When spontaneous healing does not occur, treatment is often effective with topical or oral corticosteroids and antimalarial drugs but relapses after discontinuation are common.5 Other treatment options reported in the literature are dapsone, specific cancer-associated treatment, methotrexate, anti-histamines, cyclosporine and minocycline. Isolated cases have successfully responded to dupilumab (IL-4 and IL-3 inhibitor) and benralizumab (IL-5 inhibitor) and this is not surprising since they are T-helper 2 type cytokines inhibitors, and a dysregulated tissue eosinophilia is thought to play an important role in EAE pathogenesis.6

EAE has been associated with thymoma, clear cell renal carcinoma, metastatic prostate cancer, autoimmune thyroid disease, borreliosis, chronic gastritis caused by Helicobacter pylori, diabetes mellitus, hepatitis C infection, chronic kidney disease, eosinophilic granulomatosis with polyangiitis, asthma, autoimmune pancreatitis and autoimmune hepatitis.7 Lower relapse rates and prolonged remission periods have been observed when these associated diseases are managed properly.4 To our knowledge, the association with PBC and EAE has not been reported.
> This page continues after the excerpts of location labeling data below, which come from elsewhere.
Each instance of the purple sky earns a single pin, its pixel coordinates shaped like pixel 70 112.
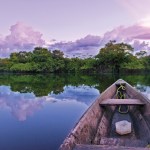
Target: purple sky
pixel 78 27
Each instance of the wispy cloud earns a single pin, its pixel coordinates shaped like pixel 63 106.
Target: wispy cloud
pixel 23 37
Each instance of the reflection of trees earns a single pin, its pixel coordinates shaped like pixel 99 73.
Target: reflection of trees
pixel 42 85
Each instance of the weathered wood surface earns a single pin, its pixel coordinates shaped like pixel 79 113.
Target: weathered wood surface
pixel 88 125
pixel 122 102
pixel 123 142
pixel 106 147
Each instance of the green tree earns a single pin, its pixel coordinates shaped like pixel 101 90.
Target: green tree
pixel 113 55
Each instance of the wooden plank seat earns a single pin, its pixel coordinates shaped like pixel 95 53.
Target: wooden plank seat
pixel 106 147
pixel 122 102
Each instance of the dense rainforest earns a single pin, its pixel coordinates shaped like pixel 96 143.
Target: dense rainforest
pixel 114 58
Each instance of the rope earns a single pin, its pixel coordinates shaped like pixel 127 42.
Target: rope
pixel 120 95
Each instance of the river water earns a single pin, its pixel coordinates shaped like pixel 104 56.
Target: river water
pixel 38 111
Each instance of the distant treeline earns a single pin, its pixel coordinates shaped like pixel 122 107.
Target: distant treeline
pixel 112 58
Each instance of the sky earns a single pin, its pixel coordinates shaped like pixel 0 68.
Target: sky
pixel 77 27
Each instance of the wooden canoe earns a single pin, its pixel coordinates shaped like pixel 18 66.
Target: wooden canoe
pixel 96 130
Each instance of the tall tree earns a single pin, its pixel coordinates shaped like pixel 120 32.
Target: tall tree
pixel 113 55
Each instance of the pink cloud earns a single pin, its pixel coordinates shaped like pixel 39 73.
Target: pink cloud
pixel 21 37
pixel 84 46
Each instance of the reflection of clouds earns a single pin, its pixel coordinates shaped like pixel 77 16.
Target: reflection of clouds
pixel 83 93
pixel 22 105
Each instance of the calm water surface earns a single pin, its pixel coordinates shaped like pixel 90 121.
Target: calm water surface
pixel 38 111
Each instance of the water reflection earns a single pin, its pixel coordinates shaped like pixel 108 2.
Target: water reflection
pixel 40 110
pixel 22 105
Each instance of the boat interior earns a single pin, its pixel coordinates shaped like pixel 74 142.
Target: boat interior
pixel 96 128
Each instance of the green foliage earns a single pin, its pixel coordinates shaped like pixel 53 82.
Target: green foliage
pixel 114 55
pixel 111 58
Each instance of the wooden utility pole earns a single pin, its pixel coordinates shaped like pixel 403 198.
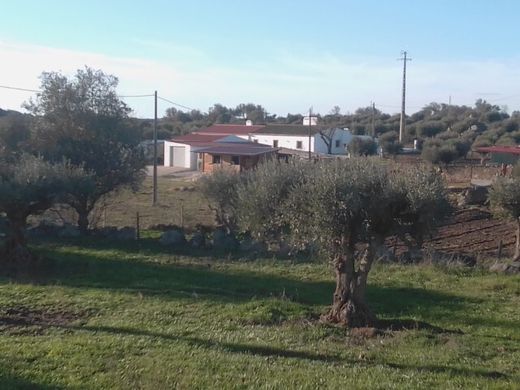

Although the etiology of EAE remains unclear, it is suggested that it may be the result of a hypersensitivity reaction to an unidentified antigen.8 In the case of PBC, recent studies have demonstrated that serum CCL11, CCL24 and CCL26 are potent eosinophil-attractive chemokines that are up-regulated in PBC and could explain the possible association of PBC and the occurrence of eosinophilic dermatoses such EAE in our patient.9 In addition, the improvement of the PBC course and the resolution of skin lesion relapses with ursodeoxycholic acid provide extra support for this association in the present case.

In conclusion, we present a case of EAE that led to the diagnosis of PBC. Whether EAE is a distinct entity or not, its presence should raise awareness of an underlying systemic disease and a thorough patient work-up should be carried out.